Discrete bone neoformation, at the marginal region of the bony defect, was observed in all groups, with a slightly larger increase in the coaptation group. However, new bone formation toward the center of each defect was minimal in all samples. Within this region, the greatest difference was related to the organization and thickness of the connective tissue, with better organization and depth observed in the groups with and without coaptation. With the exception of the control group, the presence of a large number of fibroblasts and capillary neoformation was noted.
At 90 days, in the panoramic view of the three groups, the bony defect maintained different degrees of bone neoformation, with the coaptation group showing greater bone neoformation. In the images at a higher magnification, one may observe discrete bone neoformation at the margins of the bony defect in the control group, with the presence of organized and developed connective tissue filling this defect. In the noncoaptation group, neoformation was more evident particularly when considering bone development toward the center of the defect. The connective tissue presented a fibrous characteristic with areas of greater vascularization. In the coaptation group, the new bone formation was more intense, with an organized and well-vascularized connective tissue [Figure 3].

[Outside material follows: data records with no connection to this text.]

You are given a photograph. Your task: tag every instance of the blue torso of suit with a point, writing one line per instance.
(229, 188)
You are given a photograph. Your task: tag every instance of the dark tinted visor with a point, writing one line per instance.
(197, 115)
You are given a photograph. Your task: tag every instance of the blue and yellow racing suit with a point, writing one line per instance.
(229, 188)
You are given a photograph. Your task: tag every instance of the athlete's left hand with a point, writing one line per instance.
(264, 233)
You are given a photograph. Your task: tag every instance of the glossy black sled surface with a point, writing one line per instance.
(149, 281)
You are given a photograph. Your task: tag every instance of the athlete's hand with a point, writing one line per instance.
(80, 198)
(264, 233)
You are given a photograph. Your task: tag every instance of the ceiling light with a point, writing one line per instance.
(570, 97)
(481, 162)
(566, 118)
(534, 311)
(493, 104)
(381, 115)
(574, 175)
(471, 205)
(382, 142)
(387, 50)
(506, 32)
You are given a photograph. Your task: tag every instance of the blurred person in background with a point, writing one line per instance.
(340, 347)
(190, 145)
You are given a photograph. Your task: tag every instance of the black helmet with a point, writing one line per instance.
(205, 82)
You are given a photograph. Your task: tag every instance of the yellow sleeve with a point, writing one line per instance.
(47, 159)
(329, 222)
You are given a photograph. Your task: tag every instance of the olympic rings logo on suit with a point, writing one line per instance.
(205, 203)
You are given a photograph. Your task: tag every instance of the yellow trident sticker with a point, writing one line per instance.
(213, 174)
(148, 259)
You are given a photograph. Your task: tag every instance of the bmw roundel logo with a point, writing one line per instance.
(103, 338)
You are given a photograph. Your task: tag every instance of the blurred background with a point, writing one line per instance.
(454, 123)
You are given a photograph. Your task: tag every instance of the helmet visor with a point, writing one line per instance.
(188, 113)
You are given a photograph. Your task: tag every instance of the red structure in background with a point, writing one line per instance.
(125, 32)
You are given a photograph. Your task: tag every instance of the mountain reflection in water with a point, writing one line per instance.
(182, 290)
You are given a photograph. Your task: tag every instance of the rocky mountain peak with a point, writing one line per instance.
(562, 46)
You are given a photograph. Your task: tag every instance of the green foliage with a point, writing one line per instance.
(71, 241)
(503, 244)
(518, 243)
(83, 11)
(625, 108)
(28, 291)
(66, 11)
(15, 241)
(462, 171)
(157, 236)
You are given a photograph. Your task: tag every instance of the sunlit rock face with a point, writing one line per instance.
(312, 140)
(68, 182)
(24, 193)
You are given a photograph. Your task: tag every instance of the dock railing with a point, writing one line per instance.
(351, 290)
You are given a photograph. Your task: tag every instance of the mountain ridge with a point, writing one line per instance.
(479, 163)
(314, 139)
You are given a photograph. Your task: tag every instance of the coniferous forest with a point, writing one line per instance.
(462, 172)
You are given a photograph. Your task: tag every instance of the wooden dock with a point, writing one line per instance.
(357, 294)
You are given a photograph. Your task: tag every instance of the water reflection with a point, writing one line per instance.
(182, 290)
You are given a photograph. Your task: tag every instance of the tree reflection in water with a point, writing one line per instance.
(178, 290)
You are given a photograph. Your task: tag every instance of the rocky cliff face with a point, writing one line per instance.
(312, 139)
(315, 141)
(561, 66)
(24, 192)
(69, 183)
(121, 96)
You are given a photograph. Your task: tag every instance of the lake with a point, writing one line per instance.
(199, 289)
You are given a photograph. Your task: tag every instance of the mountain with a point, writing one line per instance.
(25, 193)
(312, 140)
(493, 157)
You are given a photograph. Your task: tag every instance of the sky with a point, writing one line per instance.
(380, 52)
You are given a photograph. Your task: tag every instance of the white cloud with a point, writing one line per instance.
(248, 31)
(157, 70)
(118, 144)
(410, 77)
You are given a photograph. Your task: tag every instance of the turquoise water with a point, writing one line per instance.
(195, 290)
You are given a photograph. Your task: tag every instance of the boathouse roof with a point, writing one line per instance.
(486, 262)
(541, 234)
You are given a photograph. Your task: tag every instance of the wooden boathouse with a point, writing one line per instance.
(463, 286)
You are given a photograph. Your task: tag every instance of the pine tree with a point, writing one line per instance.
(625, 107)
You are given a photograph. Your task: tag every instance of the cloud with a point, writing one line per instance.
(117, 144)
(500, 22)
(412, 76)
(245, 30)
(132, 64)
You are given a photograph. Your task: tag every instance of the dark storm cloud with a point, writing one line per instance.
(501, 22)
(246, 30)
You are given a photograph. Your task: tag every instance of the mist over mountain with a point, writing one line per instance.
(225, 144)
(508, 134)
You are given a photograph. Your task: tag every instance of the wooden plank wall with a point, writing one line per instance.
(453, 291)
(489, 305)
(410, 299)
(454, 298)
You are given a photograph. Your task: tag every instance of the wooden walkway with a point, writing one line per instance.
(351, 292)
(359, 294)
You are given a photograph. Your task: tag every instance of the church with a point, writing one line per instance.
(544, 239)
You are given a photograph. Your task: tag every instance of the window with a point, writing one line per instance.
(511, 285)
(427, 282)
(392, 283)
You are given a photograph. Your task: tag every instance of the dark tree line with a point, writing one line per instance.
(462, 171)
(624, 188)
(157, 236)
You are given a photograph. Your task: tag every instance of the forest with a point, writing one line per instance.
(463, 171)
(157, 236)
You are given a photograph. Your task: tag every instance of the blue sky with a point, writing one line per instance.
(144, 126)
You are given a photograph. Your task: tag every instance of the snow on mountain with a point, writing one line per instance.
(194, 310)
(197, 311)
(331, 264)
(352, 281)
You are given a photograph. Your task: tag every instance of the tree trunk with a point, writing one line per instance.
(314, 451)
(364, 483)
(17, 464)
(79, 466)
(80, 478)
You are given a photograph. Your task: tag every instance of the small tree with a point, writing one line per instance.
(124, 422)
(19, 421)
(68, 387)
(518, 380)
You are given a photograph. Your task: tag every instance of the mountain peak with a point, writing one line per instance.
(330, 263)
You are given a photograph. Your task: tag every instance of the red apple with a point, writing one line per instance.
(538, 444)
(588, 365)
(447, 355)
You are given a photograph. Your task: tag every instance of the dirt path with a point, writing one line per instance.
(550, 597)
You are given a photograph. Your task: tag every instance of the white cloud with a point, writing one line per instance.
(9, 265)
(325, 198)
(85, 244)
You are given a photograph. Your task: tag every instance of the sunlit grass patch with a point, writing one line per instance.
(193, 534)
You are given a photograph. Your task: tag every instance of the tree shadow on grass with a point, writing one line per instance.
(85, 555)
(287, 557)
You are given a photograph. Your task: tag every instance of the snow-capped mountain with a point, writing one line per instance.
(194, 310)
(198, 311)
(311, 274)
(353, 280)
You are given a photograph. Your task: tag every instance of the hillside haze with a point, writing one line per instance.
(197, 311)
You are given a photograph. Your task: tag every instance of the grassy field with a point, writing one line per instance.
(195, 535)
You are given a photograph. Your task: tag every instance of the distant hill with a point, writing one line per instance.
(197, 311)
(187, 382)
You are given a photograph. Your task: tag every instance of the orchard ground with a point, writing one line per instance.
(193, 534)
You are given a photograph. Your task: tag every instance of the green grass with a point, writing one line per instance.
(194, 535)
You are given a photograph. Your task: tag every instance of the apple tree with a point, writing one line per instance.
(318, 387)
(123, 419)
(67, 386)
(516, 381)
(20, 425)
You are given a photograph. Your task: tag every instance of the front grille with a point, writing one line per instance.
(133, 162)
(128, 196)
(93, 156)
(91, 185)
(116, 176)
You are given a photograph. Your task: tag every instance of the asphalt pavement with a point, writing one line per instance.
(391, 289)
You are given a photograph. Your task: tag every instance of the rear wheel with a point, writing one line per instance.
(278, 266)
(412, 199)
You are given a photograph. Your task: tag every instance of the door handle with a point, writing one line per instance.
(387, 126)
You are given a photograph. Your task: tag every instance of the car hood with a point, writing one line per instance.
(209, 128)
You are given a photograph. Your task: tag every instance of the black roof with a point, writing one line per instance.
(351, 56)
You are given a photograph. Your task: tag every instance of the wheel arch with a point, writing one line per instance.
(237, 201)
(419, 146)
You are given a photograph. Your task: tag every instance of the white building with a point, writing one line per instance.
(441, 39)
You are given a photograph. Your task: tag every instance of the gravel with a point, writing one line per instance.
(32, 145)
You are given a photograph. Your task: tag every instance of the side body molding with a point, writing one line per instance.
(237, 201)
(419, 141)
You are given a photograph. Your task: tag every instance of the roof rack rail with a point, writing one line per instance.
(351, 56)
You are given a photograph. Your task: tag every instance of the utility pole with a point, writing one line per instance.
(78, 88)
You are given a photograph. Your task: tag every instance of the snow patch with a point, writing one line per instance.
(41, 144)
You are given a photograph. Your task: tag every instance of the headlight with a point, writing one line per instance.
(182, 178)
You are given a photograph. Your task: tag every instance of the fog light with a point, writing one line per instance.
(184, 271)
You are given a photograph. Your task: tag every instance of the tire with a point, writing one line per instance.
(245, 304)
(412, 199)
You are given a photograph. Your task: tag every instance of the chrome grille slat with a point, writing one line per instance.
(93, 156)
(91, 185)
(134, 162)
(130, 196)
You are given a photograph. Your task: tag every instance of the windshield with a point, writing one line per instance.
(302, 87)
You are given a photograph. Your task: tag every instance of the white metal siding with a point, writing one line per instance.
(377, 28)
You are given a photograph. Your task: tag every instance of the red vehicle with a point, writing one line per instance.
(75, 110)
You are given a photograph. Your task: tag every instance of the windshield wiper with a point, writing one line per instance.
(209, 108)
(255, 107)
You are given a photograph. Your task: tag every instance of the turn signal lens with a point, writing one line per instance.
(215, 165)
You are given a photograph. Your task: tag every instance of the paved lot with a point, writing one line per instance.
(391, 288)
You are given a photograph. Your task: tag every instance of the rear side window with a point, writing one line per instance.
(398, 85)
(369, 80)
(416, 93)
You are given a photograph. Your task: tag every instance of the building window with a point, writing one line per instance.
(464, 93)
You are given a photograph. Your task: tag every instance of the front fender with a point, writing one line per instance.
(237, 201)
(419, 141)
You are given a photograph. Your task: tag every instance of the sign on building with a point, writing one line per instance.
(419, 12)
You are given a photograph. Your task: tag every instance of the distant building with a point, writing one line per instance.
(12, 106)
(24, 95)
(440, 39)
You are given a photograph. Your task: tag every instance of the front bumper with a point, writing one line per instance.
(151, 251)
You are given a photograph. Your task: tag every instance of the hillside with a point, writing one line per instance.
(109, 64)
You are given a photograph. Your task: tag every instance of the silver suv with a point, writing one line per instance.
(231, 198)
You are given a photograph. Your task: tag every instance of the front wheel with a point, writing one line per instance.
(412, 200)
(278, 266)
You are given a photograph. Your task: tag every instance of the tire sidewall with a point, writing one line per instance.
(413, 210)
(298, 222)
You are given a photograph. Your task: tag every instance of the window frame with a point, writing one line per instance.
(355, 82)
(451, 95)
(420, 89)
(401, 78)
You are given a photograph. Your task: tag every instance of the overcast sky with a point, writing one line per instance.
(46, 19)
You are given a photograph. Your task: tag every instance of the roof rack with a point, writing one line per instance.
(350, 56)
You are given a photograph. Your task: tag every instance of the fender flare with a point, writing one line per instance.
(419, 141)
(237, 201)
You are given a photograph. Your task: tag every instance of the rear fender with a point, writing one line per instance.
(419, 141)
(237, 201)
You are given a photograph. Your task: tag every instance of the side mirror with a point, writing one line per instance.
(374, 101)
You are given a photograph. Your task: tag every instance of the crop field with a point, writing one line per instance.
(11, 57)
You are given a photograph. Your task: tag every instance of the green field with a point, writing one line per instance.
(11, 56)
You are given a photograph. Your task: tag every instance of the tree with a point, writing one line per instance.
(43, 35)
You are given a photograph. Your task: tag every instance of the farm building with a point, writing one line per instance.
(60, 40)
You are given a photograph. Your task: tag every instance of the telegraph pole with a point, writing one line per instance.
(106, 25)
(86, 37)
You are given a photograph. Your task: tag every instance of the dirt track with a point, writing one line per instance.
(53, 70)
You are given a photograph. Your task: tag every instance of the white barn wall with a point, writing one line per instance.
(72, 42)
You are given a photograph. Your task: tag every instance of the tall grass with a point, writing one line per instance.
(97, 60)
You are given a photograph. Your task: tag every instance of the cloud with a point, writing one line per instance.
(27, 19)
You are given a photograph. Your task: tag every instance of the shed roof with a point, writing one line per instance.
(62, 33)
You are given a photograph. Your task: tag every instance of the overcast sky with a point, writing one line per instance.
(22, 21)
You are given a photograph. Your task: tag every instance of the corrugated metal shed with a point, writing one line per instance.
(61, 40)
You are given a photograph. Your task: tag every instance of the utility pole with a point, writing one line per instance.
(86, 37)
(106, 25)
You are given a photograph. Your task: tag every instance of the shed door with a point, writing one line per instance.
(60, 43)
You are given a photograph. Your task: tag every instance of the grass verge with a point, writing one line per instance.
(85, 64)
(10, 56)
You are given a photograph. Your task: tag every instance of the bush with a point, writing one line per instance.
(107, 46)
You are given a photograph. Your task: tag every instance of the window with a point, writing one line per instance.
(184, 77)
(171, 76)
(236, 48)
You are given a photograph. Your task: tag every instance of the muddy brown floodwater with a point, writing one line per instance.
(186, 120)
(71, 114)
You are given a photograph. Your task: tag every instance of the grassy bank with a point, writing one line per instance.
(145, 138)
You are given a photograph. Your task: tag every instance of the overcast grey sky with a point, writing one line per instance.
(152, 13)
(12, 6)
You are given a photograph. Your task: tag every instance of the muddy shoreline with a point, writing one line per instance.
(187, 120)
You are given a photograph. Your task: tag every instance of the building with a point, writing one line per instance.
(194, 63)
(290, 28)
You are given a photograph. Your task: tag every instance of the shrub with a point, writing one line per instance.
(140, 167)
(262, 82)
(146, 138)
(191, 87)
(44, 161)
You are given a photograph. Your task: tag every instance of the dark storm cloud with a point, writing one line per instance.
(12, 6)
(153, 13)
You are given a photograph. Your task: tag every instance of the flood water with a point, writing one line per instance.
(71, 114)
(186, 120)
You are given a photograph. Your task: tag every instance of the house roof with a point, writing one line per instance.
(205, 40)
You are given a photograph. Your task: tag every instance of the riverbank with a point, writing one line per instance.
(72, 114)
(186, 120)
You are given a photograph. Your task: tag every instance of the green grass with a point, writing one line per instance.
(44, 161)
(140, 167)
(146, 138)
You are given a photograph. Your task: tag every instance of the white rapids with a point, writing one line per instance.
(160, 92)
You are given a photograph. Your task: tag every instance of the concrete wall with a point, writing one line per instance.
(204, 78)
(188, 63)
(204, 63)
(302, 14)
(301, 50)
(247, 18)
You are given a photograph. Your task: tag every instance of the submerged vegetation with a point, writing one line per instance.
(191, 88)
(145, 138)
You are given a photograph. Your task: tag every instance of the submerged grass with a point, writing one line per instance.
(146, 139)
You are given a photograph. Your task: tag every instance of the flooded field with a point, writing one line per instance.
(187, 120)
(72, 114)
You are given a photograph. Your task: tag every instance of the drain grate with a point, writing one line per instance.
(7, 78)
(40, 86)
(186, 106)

For the histometric evaluation, individual comparison of the slides was performed considering the margins of the osteotomy and the projection of bone neoformation toward the center of the cavity.
Two-way analysis of variance revealed no significant interaction between GBR and time (P = 0.118), suggesting that should there be a difference between GBR techniques, it could occur at any time interval, while differences between time intervals would occur regardless of the technique used.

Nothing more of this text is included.